I’ve attended a few circuses in my lifetime, and it’s kind of sad that such a once-dominant institution could be slowly dying off as it has been. After the Ringling Bros. and Barnum & Bailey company shuttered in 2017 there was a big question as to whether the circus could even work in the United States anymore considering all of the entrainment options, concerns over animal rights, and general antiquated feeling most have when talking about it. Battle for the Big Top – P.T. Barnum, James Bailey, John Ringling, and the Death-Defying Saga of the American Circus by Les Standiford outlines the rise and fall of the industry and attempts to give a glimmer of hope for what could come.

“Millions have sat under the “big top,” watching as trapeze artists glide and clowns entertain, but few know the captivating stories behind the men whose creativity, ingenuity, and determination created one of our country’s most beloved pastimes. In Battle for the Big Top, New York Times–bestselling author Les Standiford brings to life a remarkable era when three circus kings—James Bailey, P. T. Barnum, and John Ringling—all vied for control of the vastly profitable and influential American Circus.

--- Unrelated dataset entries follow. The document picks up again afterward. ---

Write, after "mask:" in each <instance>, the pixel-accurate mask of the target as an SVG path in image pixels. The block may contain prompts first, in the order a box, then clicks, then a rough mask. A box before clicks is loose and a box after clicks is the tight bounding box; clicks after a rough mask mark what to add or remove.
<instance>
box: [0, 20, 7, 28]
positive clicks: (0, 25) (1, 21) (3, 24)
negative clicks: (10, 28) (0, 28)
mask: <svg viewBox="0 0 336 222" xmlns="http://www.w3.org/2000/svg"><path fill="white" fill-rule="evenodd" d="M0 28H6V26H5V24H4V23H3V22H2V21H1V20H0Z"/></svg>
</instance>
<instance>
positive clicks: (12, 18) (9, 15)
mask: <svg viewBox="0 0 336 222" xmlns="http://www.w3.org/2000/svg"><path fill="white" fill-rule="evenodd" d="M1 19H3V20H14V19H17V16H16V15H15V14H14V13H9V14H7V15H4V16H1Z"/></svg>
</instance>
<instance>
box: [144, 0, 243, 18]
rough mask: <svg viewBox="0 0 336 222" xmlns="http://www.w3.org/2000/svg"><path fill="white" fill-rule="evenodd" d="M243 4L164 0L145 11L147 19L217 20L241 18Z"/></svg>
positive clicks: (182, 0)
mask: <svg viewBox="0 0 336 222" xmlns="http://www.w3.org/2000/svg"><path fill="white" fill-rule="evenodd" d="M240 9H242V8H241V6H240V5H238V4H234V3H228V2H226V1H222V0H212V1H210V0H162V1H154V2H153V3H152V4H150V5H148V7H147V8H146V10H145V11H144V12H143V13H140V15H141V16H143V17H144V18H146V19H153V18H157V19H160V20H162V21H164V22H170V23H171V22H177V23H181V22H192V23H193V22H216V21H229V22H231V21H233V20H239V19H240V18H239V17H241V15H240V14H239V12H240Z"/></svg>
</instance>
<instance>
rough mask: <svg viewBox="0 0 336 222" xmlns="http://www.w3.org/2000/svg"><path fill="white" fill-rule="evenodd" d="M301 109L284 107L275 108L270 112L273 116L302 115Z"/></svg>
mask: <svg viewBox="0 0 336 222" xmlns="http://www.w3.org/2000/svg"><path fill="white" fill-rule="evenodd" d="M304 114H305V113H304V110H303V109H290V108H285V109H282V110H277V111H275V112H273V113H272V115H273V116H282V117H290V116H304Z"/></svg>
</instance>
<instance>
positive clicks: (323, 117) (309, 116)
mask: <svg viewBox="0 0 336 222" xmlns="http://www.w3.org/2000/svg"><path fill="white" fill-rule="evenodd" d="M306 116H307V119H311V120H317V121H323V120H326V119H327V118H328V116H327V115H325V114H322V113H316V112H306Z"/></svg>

Ultimately, the rivalry of these three men resulted in the creation of an institution that would surpass all intentions and, for 147 years, hold a nation spellbound.
Filled with details of their ever-evolving showmanship, business acumen, and personal magnetism, this Ragtime-like narrative will delight and enchant circus-lovers and anyone fascinated by the American experience. “

Les Standiford attended the final Ringling Bros. show on May 21, 2017, at Nassau Veterans Memorial Coliseum, marking the end of 146 years of continued programming. He talks about what that meant to the industry and compared it to the infamous “Hartford Circus Fire” of 1944 that nearly ended the circus nearly 80 years prior. That fire killed almost 200 people out of a crowd of thousands, and it was far from the last controversy to face them. The majority of the book fills in the gaps in between, describing the lives and business practices of many of the big names involved in the Circus industry including the ones you’d expect such as Barnum, Bailey and Ringling. The book chronicles the move from “Mud Shows” to selling out large arenas, and how they battled competition such as movie theaters and theme parks.

If anything this book is a nostalgic look back at the rise and fall of one of America’s most beloved institutions, and perhaps a plea to save the entire industry from a total collapse. Personally, I feel there will always be room for the circus in some form, albeit likely in a smaller more intimate way. One has to look no further than something like a Renaissance festival to see acts like jugglers, clowns, and fire eaters still hanging in there, and there are numerous “alt circus” shows all over the country. The era of a circus selling out Madison Square Garden may be gone, but I feel as if it’s far from dead. Overall, this was a fun and well-researched book that taught me a lot about something I had somewhat taken for granted prior. If you are a history buff, or If you are hot of the heels of watching something like The Greatest Showman, I’d recommend this book as a solid companion.